This seems like a good week to discuss Yen Press' manga title, With the Light: Raising an Autistic Child by Keiko Tobe, as Comedy Central just held a benefit for Autism Education this past Sunday. While the Comedy Central benefit really emphasized the stars' performance, they did show short educational clips between skits, musical numbers, and stand-up sets, but after watching that benefit one would only know that having an autistic child costs a lot of money and there isn't a great deal of support for parents trying to raise their children as best they can.

It leaves a funny taste in my mouth to simply call With the Light -- a comic, after all -- educational. The book is a great deal more than simply educational, it is also very good entertainment, even if feels strange to declare a comic capturing the everyday life of a family struggling to raise an autistic child entertainment.

The first volume is stronger than the second, although both are really quite good. Volume 1 starts with Hikaru Azuma's birth and his mother's struggle to figure out why her son doesn't behave like other women's babies. Her child doesn't smile at her, doesn't care to be held, cries strangely....but perhaps just as terrifying as her child's strange behavior is that her society is seems so quick to judge her for his unusual behaviors, alienating her from the help she so desperately needs. With the Light is really Hikaru's mother story more than it is his, as she must struggle not only to understand her son and his very different experience of the world, but also to find support from her society -- and even from her own family -- which blames her for his "misbehaving" (such as throwing a tantrum at his grandfather's memorial service.)

Volume 1 deals with events that often verge on melodramatic, such as the disintegration and later reconciliation of the Azumas' marriage, to the surprisingly pragmatic, with the birth of the Azumas' second, healthy child. Melodrama, however, isn't really the point of the story and these elements fade as the family comes together to provide a stable environment for Hikaru and enable the family as a whole to seek the help from doctors, developmental psychologists, and educators that Hikaru will need if he is to function in the world on any level.
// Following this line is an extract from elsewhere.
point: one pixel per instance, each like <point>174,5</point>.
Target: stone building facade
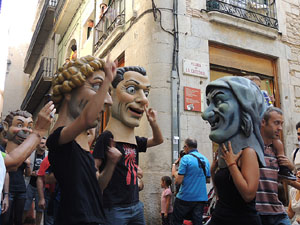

The second volume deals with Hikaru (and his mother's) everyday life during his early grade-school years as they prepare him to communicate and even connect with other people -- other children, other adults, other families -- in the world.

The beauty of the book, for me, is to see the many small triumphs the family experiences as they raise their son but also how the various mini-disasters they experience -- such as Hikaru accidently being locked in a tool-shed at school -- are in a strange way part of the growing experience. Hikaru's experiences are often more terrifying for his mother (and for him as well at times) because he is not capable of communicating the way most children his age can, but they are also little bit part of what we all go through as children -- we test the boundaries of our world and sometimes the world tests us right back. Having spent almost 1,000 pages with the Azuma family now, I can honestly say I feel emotionally invested in Hikaru's story and I'm cheering him on as he and his family work to find a place for him in this world as a hard-working, happy adult.

I am also quite fond of Tobe's art, which is very suited to emotional expression -- not just pain or suffering but a great deal of joy is shown in these pages. Of all of Yen Press's releases I was drawn to With the Light immediately because I recognized the art style as a mature-form of shojo (known as josei) that would appeal to adults who might not be familiar with certain idiosyncratic manga-stylings -- what I think of as "Otaku-oriented" to be honest -- of other Yen Press releases (more on this another day, I suspect). In addition, each book is around 500 pages, and are published on crisp, white pages with excellent print quality and run about 15 dollars. I can't stress how much value there is here -- there are great cultural notes, but also extra pages with essays from people who have been touched by autism in some way.

I recommend With the Light not only because it is an excellent comic, but also because offers the English-language audience a very rare reading experience -- it has gotten so easy to just read more of the same, particularly if you are a manga fan (more shojo, more shonen, more fan service, and so on) but this title can remind us how great the medium itself is, and how many different stories and experiences it can hold.

Review copies of With the Light were provided by Yen Press.